Na tentativa de manifestar o descontentamento contra o atual desmonte da cultura, o Nós Artivistas, conhecido na cidade de São Paulo como movimento civil, transitório e pontual de manifestações artísticas e públicas, planejou uma intervenção em giganto ao redor do Theatro Municipal, o espaço que foi palco do movimento de 1922 liderado pelo grupo dos cinco.

Quatro cantos do Theatro Municipal

A proposta da intervenção, segundo os organizadores, é ocupar os 4 cantos do teatro com as frases: #Acessem, #ArteNãoÉPrivilégio, #TupiOrNotTupi e #CulturaResiste.
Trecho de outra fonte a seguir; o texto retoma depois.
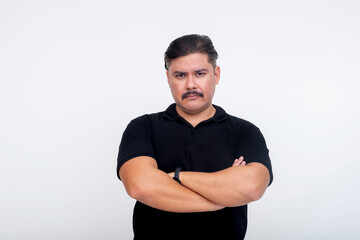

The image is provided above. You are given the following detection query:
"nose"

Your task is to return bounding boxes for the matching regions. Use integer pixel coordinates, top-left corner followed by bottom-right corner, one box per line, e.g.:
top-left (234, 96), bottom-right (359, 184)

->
top-left (186, 74), bottom-right (196, 89)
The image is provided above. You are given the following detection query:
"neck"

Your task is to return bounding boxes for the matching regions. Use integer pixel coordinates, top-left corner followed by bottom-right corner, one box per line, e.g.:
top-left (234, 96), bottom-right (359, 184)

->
top-left (176, 104), bottom-right (216, 127)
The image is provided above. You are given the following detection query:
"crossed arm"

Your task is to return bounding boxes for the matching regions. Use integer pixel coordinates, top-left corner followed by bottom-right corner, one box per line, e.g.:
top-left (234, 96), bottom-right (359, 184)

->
top-left (119, 156), bottom-right (270, 212)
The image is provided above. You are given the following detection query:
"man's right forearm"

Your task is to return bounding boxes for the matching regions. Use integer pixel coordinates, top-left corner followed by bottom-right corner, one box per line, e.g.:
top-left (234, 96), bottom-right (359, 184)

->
top-left (120, 157), bottom-right (223, 212)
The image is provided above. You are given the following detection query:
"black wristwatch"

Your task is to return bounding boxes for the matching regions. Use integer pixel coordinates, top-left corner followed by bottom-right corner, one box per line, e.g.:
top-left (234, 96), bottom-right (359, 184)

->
top-left (173, 168), bottom-right (181, 184)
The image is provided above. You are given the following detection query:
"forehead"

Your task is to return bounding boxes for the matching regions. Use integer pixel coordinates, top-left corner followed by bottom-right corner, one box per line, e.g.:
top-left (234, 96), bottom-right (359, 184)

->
top-left (169, 53), bottom-right (212, 72)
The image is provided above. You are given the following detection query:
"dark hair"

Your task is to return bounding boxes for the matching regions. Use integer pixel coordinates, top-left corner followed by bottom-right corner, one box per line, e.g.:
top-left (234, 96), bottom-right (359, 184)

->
top-left (164, 34), bottom-right (218, 70)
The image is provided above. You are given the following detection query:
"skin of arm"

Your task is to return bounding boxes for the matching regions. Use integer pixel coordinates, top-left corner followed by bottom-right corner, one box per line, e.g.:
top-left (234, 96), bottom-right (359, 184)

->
top-left (119, 156), bottom-right (224, 212)
top-left (169, 157), bottom-right (270, 207)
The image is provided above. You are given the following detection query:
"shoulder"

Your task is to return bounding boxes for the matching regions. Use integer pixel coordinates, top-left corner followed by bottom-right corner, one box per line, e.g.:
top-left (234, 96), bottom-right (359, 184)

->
top-left (228, 114), bottom-right (258, 131)
top-left (129, 111), bottom-right (164, 127)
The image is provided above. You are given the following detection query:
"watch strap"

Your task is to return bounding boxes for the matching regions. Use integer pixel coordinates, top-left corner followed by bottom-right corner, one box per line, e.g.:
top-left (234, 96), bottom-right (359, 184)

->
top-left (173, 167), bottom-right (181, 184)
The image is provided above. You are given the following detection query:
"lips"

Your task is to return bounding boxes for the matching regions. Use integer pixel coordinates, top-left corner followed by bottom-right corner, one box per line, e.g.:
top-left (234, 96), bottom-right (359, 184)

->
top-left (182, 91), bottom-right (204, 100)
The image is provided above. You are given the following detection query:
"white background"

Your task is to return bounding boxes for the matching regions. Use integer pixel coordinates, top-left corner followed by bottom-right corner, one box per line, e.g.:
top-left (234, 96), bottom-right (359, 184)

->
top-left (0, 0), bottom-right (360, 240)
Outro objetivo em construção e a longo prazo é criar um manifesto coletivo que possa servir como base para a reconstrução do cenário voltado às políticas culturais futuras, bem como a reafirmação de sua importância enquanto direito básico, embasados pelo artigo 215 da Constituição de 88, onde “O Estado garantirá a todos o pleno exercício dos direitos culturais e acesso às fontes da cultura nacional, e apoiará e incentivará a valorização e a difusão das manifestações culturais.”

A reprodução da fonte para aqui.